One interesting area of focus for Significant Form, or as Zeki puts it, "Significant Configuration", is human faces because there's certainly a particular configuration that we recognize as a face.


Only a few elements are enough to recognize the configuration as a face. Any invasion from this configuration will lead to difficulties in identifying the object as a face. There are also significant configurations that controversially qualify as beautiful compared to other forms and configurations.

When we look at a face, the Fusifome Face Area of our brain gets activated (FFA). And we know that when we find something beautiful, the mOFC part of our brain is activated. But as Samir Zeki explains, when we encounter faces that deviate from that Significant Configuration and are considered ugly, the amygdala is also activated in addition to activities in FFA. However, oMFC remained quiet. Amygdala is a region of the brain that is activated when we encounter threatening and fearful stimuli.

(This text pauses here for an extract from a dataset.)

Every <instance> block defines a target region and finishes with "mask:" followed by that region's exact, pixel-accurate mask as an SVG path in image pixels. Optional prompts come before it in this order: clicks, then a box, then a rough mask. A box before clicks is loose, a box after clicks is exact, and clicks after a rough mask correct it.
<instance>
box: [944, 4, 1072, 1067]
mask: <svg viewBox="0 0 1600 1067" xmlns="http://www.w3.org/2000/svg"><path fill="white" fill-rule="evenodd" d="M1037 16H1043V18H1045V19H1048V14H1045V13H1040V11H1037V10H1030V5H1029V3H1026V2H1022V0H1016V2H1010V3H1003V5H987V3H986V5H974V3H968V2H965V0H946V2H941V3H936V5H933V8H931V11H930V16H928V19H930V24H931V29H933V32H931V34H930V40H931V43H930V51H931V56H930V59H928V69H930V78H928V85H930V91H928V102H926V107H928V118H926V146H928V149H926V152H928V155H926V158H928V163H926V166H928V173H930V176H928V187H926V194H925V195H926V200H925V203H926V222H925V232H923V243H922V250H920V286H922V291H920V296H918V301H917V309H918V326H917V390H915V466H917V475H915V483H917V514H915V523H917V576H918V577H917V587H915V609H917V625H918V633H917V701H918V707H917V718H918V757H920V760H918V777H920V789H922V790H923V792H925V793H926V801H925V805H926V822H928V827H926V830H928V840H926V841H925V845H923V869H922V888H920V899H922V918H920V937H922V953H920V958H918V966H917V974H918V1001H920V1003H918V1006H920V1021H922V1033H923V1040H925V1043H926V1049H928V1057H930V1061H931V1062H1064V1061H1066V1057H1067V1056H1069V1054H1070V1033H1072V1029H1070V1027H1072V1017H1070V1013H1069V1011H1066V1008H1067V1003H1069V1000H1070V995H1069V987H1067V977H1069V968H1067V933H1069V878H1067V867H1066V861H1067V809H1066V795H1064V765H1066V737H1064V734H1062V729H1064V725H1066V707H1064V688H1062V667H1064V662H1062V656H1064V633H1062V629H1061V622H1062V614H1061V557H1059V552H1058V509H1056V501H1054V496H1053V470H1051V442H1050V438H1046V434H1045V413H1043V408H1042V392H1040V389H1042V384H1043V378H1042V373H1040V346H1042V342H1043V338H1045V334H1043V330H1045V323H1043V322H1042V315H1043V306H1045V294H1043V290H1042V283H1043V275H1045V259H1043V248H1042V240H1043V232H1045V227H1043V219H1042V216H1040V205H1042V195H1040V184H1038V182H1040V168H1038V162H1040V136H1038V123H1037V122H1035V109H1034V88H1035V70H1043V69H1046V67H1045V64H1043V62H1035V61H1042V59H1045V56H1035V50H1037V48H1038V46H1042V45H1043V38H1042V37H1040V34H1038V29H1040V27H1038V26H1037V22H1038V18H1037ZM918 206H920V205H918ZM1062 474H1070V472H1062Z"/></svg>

Obviously, not all arts are uniformly experienced as beautiful by all cultures and ages. However, the common correlation between beauty and the brain brings a sense of unified objectiveness to the experience of beauty. An artist could evoke the same aesthetic emotion using close enough objects to these configurations.


However, one question persists: Are we born with these preferences for beauty or are we brainwashed to adapt our preferences to society's standards? Or perhaps a little bit of both?


Beauty & Judgment: Do beautiful things grab more attention?

A study by the University of Exeter (here) suggested that babies as young as 1 to 7 days old spent more time looking at attractive faces. Researchers have shown that babies are more drawn to certain shapes and configurations like high contrast images. This suggests that babies are born with some perception system, which can also help them recognize familiar faces, particularly that of a mother.


bluebeige designs performed a small study on Instagram and asked followers to rate some of the most culturally famous paintings of history as "Beautiful" or "Not Beautiful". Figure 3 below shows the results of these polls.

The poll for Lucien Freud's nude portrait, Benefits Supervisor Sleeping, was particularly interesting. Compared to the other polls, more followers voted on this painting with mixed aesthetic emotions of 73% Beautiful and 27% as Nope (Not Beautiful). This raises an interesting question: Are we more judgemental of beauty when we have strong feelings toward the object?